Inicia el declive del poder presidencial




 López Obrador ha cancelado cualquier espacio para empujar su agenda política en el Congreso. Al acusar a la oposición de traición a la patria por el voto en contra de la reforma energética, las otras dos grandes reformas que anunció para la segunda mitad del sexenio son ya letra muerta: la electoral y la de la Guardia Nacional.
No hay forma que la oposición se siente a negociar otras “grandes” reformas. La experiencia del parlamento abierto para la reforma eléctrica fue inútil: al final, López Obrador jugó “todo o nada” y reventó cualquier acercamiento de posturas. Luego acusó de traición a sus adversarios e incluso los amenaza con acusarlos penalmente.

López Obrador prefiere la propaganda que la política; la confrontación que el avance de su agenda. Dice que su cuarta transformación ha quedado ya plasmada en la Constitución, pero frente a la magnitud del cambio que implicaba (para mal) la reforma eléctrica, los cambios constitucionales que logró en la primera mitad de su sexenio son más bien cosméticos y algunos reversibles.

El voto de rechazo de la reforma energética es el inicio del declive del poder presidencial (como ocurre naturalmente con cualquier gobierno). Aunque seguirá siendo popular hasta el último día de su mandato, el presidente ya no cuenta con la fuerza política para dejar una transformación profunda a nivel constitucional.

Para quienes creemos en la democracia como un sistema de pesos y contrapesos, el mes de abril deja un saldo positivo. Por una parte, se impuso un dique al voluntarismo presidencial y se cancela cualquier intento adicional para modificar la Constitución. Aunque podrá asfixiar presupuestariamente al INE con menores recursos, no habrá ya una reforma para desmontarlo o para elegir a sus consejeros por voto popular.
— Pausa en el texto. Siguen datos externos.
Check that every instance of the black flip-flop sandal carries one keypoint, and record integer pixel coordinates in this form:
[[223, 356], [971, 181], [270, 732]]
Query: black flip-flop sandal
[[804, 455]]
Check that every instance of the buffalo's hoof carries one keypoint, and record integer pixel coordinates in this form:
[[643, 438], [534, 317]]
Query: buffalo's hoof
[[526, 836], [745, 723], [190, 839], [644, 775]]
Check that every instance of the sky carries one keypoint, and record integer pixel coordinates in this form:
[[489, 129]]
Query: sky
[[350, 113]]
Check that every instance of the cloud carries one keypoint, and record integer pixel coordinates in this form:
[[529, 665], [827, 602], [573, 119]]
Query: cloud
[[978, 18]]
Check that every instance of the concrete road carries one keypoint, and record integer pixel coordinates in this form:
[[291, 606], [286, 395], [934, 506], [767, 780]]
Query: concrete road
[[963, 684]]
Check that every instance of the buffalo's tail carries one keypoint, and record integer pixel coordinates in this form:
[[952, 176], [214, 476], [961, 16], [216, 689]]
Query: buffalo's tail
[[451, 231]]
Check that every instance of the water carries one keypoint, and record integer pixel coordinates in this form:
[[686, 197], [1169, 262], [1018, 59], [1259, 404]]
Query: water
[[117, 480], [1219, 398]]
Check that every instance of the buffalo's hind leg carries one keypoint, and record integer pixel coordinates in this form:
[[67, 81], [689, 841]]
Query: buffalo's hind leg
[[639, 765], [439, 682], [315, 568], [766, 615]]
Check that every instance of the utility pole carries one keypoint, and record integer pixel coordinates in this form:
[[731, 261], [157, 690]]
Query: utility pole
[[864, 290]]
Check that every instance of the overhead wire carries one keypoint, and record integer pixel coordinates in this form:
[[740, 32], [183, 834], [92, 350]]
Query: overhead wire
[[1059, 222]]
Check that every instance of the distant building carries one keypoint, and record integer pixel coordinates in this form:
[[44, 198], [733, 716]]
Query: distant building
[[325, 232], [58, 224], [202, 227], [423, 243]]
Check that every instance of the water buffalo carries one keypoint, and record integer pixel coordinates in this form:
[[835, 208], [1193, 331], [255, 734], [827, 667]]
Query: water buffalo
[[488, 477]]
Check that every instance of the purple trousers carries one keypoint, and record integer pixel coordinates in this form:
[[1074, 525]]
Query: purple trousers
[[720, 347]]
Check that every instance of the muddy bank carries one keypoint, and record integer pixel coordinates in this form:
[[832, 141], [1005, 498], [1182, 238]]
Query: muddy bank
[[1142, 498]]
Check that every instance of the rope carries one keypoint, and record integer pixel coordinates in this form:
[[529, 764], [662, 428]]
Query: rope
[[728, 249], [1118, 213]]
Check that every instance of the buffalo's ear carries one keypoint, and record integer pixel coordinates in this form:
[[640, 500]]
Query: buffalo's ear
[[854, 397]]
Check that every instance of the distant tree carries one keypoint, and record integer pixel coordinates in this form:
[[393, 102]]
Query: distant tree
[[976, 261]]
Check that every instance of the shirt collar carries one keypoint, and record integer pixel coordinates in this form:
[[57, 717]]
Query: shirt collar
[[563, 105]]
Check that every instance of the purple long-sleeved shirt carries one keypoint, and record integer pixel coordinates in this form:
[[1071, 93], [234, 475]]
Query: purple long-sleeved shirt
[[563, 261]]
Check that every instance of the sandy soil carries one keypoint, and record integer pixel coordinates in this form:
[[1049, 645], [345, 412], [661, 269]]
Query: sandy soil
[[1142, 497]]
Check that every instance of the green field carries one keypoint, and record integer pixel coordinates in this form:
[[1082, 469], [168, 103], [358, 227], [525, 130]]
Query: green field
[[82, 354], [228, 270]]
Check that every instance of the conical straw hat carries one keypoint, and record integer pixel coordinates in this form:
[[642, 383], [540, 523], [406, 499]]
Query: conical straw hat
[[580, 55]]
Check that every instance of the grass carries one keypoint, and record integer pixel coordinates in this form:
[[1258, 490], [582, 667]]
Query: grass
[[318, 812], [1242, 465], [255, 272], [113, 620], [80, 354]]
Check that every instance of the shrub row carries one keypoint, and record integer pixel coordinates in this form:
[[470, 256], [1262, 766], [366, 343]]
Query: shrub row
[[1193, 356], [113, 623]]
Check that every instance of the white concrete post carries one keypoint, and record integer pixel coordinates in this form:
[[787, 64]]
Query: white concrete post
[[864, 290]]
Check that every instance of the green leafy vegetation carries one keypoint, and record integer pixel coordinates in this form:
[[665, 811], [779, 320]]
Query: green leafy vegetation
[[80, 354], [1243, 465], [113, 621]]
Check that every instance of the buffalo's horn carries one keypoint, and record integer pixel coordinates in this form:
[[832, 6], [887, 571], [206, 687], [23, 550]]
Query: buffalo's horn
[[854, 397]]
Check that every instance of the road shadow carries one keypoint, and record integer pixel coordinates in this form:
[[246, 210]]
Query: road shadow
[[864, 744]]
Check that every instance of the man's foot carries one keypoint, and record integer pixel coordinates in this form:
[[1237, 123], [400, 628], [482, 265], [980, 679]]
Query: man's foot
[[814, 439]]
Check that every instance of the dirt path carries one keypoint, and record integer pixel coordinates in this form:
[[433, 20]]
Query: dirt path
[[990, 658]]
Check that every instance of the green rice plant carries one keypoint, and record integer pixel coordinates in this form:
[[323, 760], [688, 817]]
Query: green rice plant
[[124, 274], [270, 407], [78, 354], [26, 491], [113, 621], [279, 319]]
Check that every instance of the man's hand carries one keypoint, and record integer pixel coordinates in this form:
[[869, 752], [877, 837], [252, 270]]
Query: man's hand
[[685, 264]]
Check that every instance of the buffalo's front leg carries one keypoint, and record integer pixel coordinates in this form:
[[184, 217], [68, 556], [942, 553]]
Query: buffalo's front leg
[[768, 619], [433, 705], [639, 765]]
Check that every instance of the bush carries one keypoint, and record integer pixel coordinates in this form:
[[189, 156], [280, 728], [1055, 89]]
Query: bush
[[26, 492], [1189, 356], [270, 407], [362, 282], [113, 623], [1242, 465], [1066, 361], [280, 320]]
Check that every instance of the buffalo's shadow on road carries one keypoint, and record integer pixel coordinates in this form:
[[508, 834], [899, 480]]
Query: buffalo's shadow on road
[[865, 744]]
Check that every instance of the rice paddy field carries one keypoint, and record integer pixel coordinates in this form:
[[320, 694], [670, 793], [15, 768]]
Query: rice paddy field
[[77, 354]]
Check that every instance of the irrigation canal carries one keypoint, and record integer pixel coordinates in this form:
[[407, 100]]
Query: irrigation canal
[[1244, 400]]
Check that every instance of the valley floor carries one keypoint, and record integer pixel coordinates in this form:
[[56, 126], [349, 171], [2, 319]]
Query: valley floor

Por otro lado, la baja participación de la consulta revocatoria y el vacío que enfrentó López Obrador para armar un pleito donde nunca lo hubo, contuvo una mayor polarización política y evitó cualquier tentación de revivir el tema de extender el mandato presidencial. Fue un round de sombra: el presidente compitió contra sí mismo para ver cuántos electores lo ratificaban.

Afortunadamente el resultado fue predecible y anticlimático y eso desactivó el melodrama que probablemente deseaba el presidente cuando se legisló la consulta de revocación a fines de 2019: obtener un tanque de oxígeno para fortalecer su liderazgo político y empoderar su mandato.
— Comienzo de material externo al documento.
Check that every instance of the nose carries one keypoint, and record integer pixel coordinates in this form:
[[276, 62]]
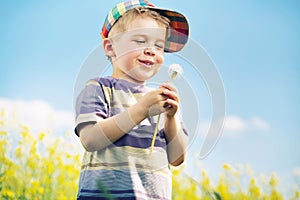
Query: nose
[[149, 51]]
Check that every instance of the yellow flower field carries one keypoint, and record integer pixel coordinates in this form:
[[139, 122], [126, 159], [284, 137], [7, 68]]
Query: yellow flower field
[[31, 168]]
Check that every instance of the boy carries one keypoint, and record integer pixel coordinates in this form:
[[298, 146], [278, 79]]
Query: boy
[[116, 115]]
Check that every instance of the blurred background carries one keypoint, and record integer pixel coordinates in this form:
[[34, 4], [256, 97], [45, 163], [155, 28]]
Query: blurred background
[[255, 48]]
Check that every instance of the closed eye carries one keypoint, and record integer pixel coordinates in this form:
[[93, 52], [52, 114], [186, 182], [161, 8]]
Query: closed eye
[[139, 41]]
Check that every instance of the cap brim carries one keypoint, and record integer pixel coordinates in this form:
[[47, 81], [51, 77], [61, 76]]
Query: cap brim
[[178, 31]]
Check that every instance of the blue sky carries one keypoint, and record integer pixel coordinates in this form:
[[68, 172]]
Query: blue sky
[[254, 45]]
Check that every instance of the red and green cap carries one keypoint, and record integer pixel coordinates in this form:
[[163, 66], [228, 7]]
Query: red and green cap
[[179, 27]]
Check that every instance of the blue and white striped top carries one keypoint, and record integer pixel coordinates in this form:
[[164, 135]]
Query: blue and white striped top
[[124, 169]]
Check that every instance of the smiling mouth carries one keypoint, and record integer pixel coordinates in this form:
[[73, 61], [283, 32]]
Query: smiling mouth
[[147, 63]]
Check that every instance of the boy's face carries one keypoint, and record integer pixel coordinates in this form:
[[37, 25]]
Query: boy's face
[[139, 52]]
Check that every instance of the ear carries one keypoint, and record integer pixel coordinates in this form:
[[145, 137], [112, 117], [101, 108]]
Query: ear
[[108, 47]]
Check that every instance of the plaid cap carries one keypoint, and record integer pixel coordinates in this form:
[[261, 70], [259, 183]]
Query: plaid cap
[[179, 27]]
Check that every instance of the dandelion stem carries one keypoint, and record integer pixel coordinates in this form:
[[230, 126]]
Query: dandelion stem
[[154, 135]]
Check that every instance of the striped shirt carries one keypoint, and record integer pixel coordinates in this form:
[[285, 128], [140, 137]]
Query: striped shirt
[[124, 169]]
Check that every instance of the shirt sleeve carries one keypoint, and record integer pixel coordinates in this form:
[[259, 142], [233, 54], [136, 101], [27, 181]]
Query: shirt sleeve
[[91, 105]]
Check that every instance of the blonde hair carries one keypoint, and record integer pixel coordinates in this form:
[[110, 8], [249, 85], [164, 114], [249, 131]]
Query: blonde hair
[[122, 23]]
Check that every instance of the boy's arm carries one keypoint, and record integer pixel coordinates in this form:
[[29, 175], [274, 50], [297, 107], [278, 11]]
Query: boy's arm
[[103, 133], [177, 140]]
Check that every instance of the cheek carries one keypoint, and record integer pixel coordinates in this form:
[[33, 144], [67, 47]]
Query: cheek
[[160, 58]]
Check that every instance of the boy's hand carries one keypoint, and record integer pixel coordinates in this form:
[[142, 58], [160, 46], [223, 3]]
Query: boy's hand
[[172, 100], [153, 102]]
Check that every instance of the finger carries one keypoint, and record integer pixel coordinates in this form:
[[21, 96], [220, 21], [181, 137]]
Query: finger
[[171, 103], [171, 94]]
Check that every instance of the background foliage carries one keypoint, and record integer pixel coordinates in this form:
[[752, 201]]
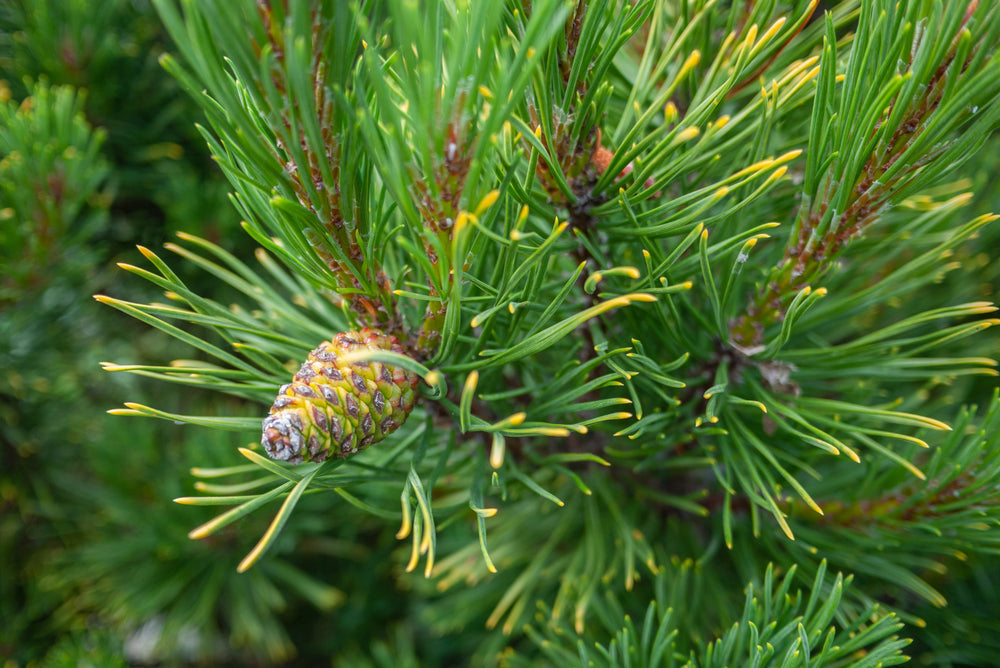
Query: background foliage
[[683, 280]]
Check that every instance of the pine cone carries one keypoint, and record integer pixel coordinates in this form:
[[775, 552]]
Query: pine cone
[[332, 408]]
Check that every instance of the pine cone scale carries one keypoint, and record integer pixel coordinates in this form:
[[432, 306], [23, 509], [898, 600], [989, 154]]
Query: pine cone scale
[[335, 409]]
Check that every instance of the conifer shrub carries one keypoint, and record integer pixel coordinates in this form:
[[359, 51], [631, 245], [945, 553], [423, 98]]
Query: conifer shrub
[[639, 325]]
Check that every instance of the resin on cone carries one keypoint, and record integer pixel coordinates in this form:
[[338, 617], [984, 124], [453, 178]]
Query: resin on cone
[[335, 409]]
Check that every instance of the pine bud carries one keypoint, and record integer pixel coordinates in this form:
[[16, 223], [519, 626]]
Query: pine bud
[[333, 408]]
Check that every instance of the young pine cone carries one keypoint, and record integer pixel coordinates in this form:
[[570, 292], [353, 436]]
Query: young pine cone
[[333, 408]]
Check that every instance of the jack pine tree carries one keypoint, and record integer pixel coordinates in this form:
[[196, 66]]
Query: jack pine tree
[[651, 325]]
Desafortunadamente, la consulta también trajo malas noticias: la violación abierta de las leyes electorales por parte del gobierno y el partido oficial. No sólo se trató de sacar ventaja de la contienda, sino además hubo un alarde público de desafío a las autoridades electorales y al marco constitucional. Ese antecedente es el riesgo más grave de cara a la elección presidencial de 2024.

De no haber sanciones firmes de todas las violaciones, el gobierno y su partido se quitarán los guantes en 2024 para hacer de aquella elección una pelea callejera: si no gano, arrebato. Cuentan con el apoyo de las fuerzas armadas y cierta aquiescencia del crimen organizado que, al menos en 2021, habría apoyado a algunos candidatos de Morena en algunas regiones del país.

Que haya iniciado el declive del poder presidencial es una buena noticia porque significa el inicio del proceso de sucesión presidencial de forma pacífica e institucional. Como en el pasado, los presidentes civiles gozan —primero— de una luna de miel, luego ejercen el poder y, naturalmente, el ciclo sexenal erosiona su poder político conforme avanza la segunda mitad del mandato.

Aunque con López Obrador el proceso de erosión de su poder político será más lento y gradual por su popularidad y enormes mayorías en el Congreso, el proceso inevitablemente ha comenzado.